- Pohl, Frederik — Gateway (278 pages)
- Clement, Hal — Mission of Gravity (193 pages)
- Benford, Gregory — Timescape (499 pages)
- O'Hare, Mick (editor) — Why Don't Penguins Feet Freeze? and 114 Other Questions (232 pages)
- Dos Passos, John — Number One (218 pages)
- Heller, Joseph — Catch-22 (457 pages)
- St. John of the Cross — Dark Night of the Soul (119 pages)
- Day, Dorothy — The Long Loneliness (286 pages)
- Allen, Ted, Kyan Douglas, Thom Filicia, Carson Kressley, and Jai Rodriguez — Queer Eye for the Straight Guy: The Fab 5's Guide to Looking Better, Cooking Better, Dressing Better, Behaving Better, and Living Better (250 pages)
- Whittemore, Carroll E., ed. (William Duncan, illus.) — Symbols of the Church (59 pages)
- Hardy, Thomas — Jude the Obscure (507 pages)
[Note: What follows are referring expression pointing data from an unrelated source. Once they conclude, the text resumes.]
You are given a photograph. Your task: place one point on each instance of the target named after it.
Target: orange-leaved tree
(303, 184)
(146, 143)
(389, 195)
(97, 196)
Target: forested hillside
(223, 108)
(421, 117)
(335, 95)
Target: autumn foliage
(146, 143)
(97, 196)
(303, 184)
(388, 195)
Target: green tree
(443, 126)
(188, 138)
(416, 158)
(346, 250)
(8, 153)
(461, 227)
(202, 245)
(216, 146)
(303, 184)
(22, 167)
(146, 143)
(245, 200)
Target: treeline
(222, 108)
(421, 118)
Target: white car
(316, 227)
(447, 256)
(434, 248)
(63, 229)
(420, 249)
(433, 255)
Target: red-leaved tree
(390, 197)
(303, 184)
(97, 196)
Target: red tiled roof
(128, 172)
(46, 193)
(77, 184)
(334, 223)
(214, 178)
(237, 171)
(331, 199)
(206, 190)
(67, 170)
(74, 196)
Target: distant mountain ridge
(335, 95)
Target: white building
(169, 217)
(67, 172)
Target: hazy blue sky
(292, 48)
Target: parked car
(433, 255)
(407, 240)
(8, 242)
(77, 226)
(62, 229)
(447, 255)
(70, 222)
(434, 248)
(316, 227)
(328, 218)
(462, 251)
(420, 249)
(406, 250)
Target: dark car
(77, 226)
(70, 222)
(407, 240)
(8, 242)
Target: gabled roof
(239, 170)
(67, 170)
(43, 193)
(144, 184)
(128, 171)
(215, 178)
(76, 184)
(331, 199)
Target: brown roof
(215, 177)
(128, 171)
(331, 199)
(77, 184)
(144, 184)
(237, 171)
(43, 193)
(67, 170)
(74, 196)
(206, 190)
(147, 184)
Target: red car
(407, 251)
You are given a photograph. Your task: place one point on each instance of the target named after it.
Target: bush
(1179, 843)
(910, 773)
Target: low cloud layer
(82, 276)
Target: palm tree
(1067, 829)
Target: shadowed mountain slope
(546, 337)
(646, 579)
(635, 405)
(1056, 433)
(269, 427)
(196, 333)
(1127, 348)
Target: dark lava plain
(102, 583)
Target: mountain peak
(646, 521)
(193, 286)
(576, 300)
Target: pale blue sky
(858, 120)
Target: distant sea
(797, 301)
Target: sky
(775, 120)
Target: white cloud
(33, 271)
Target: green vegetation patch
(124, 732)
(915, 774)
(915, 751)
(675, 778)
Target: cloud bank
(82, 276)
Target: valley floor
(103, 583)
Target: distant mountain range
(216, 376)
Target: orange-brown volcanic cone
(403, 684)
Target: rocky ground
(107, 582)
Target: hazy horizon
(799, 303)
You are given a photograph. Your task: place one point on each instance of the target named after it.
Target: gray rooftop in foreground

- Lee, Harper — To Kill a Mockingbird (278 pages)
- Mann, Thomas (Helen T. Lowe-Porter, transl.) — Death in Venice (73 pages)
- Kempis, Thomas à — The Imitation of Christ (165 pages)
- West, Canon Edward N. — Outward Signs: The Language of Christian Symbolism (232 pages)
- Alexander, Lloyd — The High King (253 pages)
Page count: 4,099 of targeted 12,500.
I finally finished The Chronicles of Prydain only to find that there is another book of tales. I'm not sure how much I'll enjoy the tales without Taran and Gurgi and Fflewddur and friends…BUT…I know what you all will have to say on that, and Tales of Earthsea were no poorer for missing a little Sparrowhawk.
Taran Wanderer is still my favorite of the five books, but The High King comes a close second. They're much different beasts, though. I love the skill with which Alexander (or was it Orddu) wove all the different threads from the preceding stories together into a rich tapestry as Taran continued to grow and gain wisdom from previous lessons learned. This was a fantastic ending to the series.
My only quibble is the strong parallel to the end of The Lord of the Rings. Really, the similarities—departure of Sons of Don and Dallben to that of Elves and Gandalf, fall of Annuvin to fall of Mordor, etc.—were too close. I don't think Alexander would intentionally copy Tolkien: the latter is too well known, both to adults and his target audience. So Tolkien and Alexander must have been paralleling existing myth, folklore, and legend. I'm just not well enough versed in that area to speculate further.
I'm a bit disappointed in numbers right now. Despite my recent reading spree, the daily average required to reach 12,500 pages by the end of the year has only dropped one page from 43 to 42. I was hoping to make up more ground, as not everything I read between now and the end of the year will go by so quickly.